Cayetano told legislators in his State of the State speech that the binding arbitration law enacted four years earlier was "seriously flawed" because arbitrators had given "too much discretion to make decisions that have no relationship to the state's true fiscal condition." The Legislature responded by repealing the law but reinstated it in 2003 under union pressure after Gov. Linda Lingle took office.
In 2005, Lingle said state revenues had grown by about $1 billion over the previous decade. However, she added, state employee wage increases totaled $873 million while the state health premiums and contributions to the retirement fund put the total over $1 billion, eating up more than any extra money for the needy, schools, harbors, airports, environment and other programs.
State government was able to struggle at that level during relative prosperity but faces serious damage during the current recession. The governor has proposed that state employees accept furloughs—staying off from work, without pay, for three days a month—over the next two years to achieve a constitutionally-required balanced budget. The Hawaii Government Employees Association, the lead union in contract talks, has countered with a once-a-month furlough.
The state's ability to pay wages approved by an arbitrator "shall not be predicated on the premise that the employer (the state) may increase or impose new taxes, fees or charges, or develop other sources of revenues," according to the Hawaii law.
However, in past years, the arbitrator has split down the middle from what the state has offered and what the union wants.

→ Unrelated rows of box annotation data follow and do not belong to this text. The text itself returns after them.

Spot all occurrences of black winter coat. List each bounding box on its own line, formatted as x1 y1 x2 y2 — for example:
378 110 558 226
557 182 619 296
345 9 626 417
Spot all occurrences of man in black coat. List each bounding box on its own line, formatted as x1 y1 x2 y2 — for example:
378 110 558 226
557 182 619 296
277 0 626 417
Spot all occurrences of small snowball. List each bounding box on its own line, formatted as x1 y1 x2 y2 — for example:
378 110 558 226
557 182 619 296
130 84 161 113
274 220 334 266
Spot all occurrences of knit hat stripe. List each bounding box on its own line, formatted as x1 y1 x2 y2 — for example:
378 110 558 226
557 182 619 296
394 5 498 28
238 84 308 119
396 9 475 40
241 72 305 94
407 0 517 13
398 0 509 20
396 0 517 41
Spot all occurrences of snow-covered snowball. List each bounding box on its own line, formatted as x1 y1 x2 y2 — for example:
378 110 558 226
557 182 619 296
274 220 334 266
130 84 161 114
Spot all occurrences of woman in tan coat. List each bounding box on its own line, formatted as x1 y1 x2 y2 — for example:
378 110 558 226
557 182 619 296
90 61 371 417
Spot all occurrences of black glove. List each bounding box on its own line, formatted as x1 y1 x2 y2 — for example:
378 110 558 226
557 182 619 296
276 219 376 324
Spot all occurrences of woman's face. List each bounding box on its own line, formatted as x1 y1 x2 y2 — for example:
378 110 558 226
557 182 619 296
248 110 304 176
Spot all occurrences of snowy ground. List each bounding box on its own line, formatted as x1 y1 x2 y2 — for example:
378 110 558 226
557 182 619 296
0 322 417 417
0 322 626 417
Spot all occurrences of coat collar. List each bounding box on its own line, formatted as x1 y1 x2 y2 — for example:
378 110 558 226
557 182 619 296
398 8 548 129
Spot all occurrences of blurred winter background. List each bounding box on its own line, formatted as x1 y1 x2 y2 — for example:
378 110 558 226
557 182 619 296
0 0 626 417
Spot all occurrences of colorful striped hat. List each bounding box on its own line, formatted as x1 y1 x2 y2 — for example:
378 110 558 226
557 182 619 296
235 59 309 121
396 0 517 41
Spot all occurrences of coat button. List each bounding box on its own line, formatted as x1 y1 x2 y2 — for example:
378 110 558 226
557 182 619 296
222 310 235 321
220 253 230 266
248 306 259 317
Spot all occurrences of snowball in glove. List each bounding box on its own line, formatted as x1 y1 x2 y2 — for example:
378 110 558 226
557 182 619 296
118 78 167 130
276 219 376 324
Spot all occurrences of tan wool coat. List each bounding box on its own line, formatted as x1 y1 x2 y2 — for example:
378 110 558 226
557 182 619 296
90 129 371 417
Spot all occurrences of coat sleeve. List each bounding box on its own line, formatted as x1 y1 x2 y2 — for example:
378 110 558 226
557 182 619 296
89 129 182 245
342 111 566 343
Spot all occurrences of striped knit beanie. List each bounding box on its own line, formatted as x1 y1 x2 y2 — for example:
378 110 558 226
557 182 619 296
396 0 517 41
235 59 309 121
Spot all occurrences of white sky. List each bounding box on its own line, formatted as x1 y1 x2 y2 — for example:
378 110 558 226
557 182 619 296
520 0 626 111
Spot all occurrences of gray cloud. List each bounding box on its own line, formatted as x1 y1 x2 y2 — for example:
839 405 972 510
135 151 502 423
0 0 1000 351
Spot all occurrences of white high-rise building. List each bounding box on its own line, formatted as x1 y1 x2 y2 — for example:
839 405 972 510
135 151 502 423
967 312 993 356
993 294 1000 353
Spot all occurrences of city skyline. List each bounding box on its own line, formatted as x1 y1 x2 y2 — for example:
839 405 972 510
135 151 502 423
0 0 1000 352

The unions have recognized that formula by proposing wage hikes beyond what they could reasonably expect. Thus, a two-days-a-month furlough is likely.
The arbitrators belong to the New York-based American Arbitration Association, which includes no Hawaii member. Thus, the arbitrator is "insulated from the consequences of his award," says labor attorney Michael Nauyokas, a Honolulu arbitrator and mediator. "Whatever he gives, he jumps back in his plane, flies to the mainland and never hears about it again. The rest of us have got to live here and deal with it."
As a result, the Legislature is likely to be faced with raising taxes to pay for the arbitrator's decision or allowing Lingle to lay off employees to balance the budget. Legislators have themselves to blame for placing themselves in such predicament.